Anyone willing to die in order to protect a secret is a potential enemy.

So . . . what? You’re endorsing torture as a means of sorting out potential enemies - those who would die to protect secrets - from those who aren’t, and can have those secrets tortured out of them? So if you torture someone and they happen to tell you what you they know, be it useful or not, that means they aren’t a potentional enemy?

It’s a good thing you tortured that person to find out.

Poppycock!

Let’s assume for a moment that the election was honest. You can’t assume that every Bush vote was a vote for torture. Many were votes against gay marriage, many were votes for gutting of the treasury, many were votes for the reckless use of military, many were votes to give obscene profits to Halliburton. To truly know the position of the people on torture, you’d need a special poll.
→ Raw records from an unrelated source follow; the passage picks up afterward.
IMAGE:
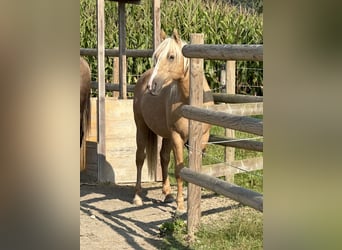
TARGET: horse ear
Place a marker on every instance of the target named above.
(176, 36)
(162, 35)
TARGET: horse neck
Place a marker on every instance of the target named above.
(184, 87)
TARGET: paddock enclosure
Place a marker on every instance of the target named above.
(111, 141)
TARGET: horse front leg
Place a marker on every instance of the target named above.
(165, 159)
(139, 161)
(178, 154)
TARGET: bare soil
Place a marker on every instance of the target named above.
(109, 220)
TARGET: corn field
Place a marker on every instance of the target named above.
(222, 22)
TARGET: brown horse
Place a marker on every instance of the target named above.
(158, 97)
(84, 104)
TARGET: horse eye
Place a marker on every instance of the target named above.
(171, 58)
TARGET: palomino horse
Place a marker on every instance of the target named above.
(84, 104)
(158, 97)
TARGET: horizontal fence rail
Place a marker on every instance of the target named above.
(115, 52)
(234, 98)
(224, 52)
(237, 143)
(241, 123)
(234, 167)
(112, 86)
(237, 193)
(246, 109)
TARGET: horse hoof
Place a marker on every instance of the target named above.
(137, 201)
(169, 198)
(179, 212)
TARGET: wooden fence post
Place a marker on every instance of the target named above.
(230, 89)
(101, 143)
(195, 136)
(122, 51)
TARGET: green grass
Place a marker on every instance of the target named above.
(243, 229)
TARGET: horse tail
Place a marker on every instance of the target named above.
(151, 154)
(85, 130)
(87, 116)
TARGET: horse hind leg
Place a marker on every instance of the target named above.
(141, 140)
(165, 160)
(178, 154)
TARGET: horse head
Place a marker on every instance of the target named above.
(170, 64)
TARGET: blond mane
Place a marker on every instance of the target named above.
(170, 45)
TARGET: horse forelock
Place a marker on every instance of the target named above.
(169, 45)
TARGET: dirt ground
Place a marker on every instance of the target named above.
(109, 220)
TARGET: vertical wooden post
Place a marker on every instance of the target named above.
(122, 51)
(101, 146)
(156, 23)
(195, 137)
(156, 42)
(116, 75)
(230, 89)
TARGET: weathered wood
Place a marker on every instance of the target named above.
(224, 52)
(241, 123)
(234, 192)
(115, 52)
(115, 75)
(156, 23)
(195, 137)
(237, 166)
(233, 98)
(122, 51)
(101, 150)
(229, 80)
(236, 143)
(244, 109)
(112, 86)
(120, 141)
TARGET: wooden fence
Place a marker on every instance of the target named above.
(197, 51)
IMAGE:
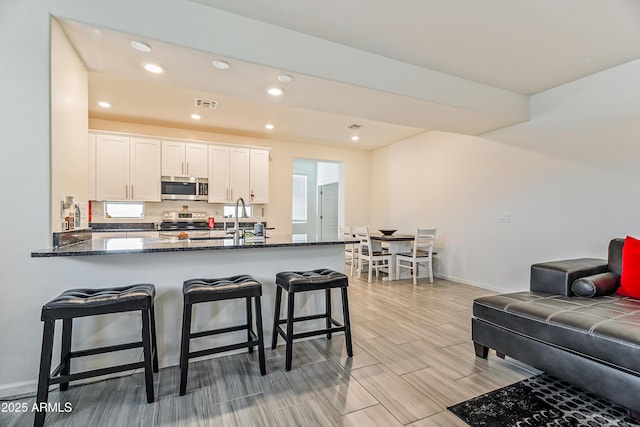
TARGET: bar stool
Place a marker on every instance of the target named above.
(76, 303)
(302, 281)
(196, 291)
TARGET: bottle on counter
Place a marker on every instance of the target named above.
(77, 216)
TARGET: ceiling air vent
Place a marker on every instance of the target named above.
(355, 126)
(206, 103)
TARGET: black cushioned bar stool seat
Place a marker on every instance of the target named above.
(303, 281)
(76, 303)
(206, 290)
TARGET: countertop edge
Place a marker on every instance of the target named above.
(68, 251)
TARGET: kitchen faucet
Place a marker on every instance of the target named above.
(236, 234)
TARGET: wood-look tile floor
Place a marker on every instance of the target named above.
(413, 357)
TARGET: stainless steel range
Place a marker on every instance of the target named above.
(194, 223)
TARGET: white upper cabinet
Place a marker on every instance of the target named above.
(259, 176)
(184, 159)
(239, 174)
(144, 172)
(228, 174)
(196, 160)
(219, 174)
(127, 168)
(112, 167)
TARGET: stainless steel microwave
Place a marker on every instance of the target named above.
(184, 188)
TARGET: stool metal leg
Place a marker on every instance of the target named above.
(184, 347)
(263, 368)
(327, 297)
(276, 318)
(154, 341)
(148, 354)
(347, 322)
(45, 371)
(289, 339)
(249, 322)
(65, 360)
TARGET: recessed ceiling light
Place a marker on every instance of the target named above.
(154, 68)
(355, 126)
(275, 91)
(140, 46)
(220, 65)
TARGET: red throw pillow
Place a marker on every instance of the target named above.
(630, 278)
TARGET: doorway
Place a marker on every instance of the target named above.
(317, 199)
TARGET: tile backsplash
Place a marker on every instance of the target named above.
(153, 211)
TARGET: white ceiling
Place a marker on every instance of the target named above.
(520, 47)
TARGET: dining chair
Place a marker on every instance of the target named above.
(421, 254)
(366, 254)
(350, 250)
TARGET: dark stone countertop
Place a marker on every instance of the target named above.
(152, 245)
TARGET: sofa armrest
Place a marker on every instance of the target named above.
(556, 277)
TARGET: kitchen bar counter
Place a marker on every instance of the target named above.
(150, 245)
(139, 260)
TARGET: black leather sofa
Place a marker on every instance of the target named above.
(592, 341)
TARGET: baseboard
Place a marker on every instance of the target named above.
(18, 390)
(476, 284)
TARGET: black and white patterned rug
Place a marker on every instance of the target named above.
(542, 401)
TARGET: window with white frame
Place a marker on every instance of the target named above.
(229, 211)
(124, 210)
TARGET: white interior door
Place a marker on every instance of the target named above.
(329, 210)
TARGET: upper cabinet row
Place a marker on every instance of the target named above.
(130, 168)
(184, 159)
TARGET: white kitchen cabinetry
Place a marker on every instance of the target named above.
(228, 174)
(184, 159)
(259, 176)
(127, 168)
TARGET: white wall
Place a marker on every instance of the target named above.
(69, 122)
(568, 178)
(25, 135)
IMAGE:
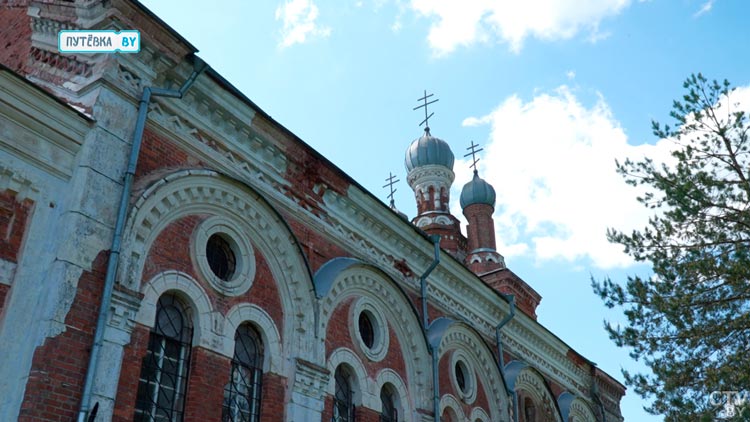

But of course the election wasn’t honest.

Exhibit A- Ohio
Exhibit B- Florida

The brink of death is pretty close to actual death.

That doesn’t really answer my questions or make your first statement any clearer. Torture’s good because those who talk under torture are potential enemies? Torture’s good because those who won’t talk under torture are potential enemies? You’re defining as enemies anyone who won’t do as Beautiful America tells them so as to excuse their being tortured? What?

How do you differentiate those who would die to protect a secret from those that have no secrets to reveal?

These are sound arguments and auger well for the future of the US. But I’ve found optimism a poor predictor of such outcomes lately.

The only problem is that we are not fighting against soldiers. There is no opposing army, there are only terrorists.

Proof? Photographing someone on a dog leash is not torture.

And suspected terrorists who are actually completely innocent.

But forcing them to stand for hours, bucket-headed, in mortal fear of electrocution, or lying naked beneath a pile of naked men, or being beaten unconscious, sodomised with broom handles or nearly drowned, are. Your advocacy is despicable.

I believe that torture does not work. Even if it did I believe we should not use it. (What ideals are we fighting to protect if we have to give up those ideals in the fight?) However, you cannot say that it has netted us no information. We do not currently know what it has or has not produced. This administration is incredibly secretive, and even if it wasn’t this is the sort of thing they would not reveal. We do not know what potential disasters have been prevented. As incompetent as some in the CIA may be, I feel certain that they have managed to do somethihng.

Likewise, we cannot say that they would give it up if it didn’t work. They may believe it works when it does not. They may spend a great deal of time chasing red herrings made up by people under duress, never realizing that they are fabrications. The people in charge may realize it does not work but either be unable and unwilling to change the momentum of policy (never underestimate the momemtum of beaurocracy) or having supported it before be unwilling to admit the mistake and change. Hell, they may be unwilling to admit themselves that they were wrong. Much like the cherry picking of WMD info before the war they may be convincing themselves of an opinion they already hold.

Nonsense. Everyone we have as a prisoner is a guilty terrorist. If they weren’t, they wouldn’t be in prison, now would they?

So it’s okay to torture people who’re accused of being terrorists? Yes or no? Let’s get everything out in the open.

They aren’t terrorists. They are people suspected by some person for unknown reasons to be somehow related to something undetermined that this person feels would be bad for something/someone/a cause he cares for.

That’s the best case scenario. In the worst one, it’s a random guy in the hands of a bunch of sadists as we saw in Abu Grahib.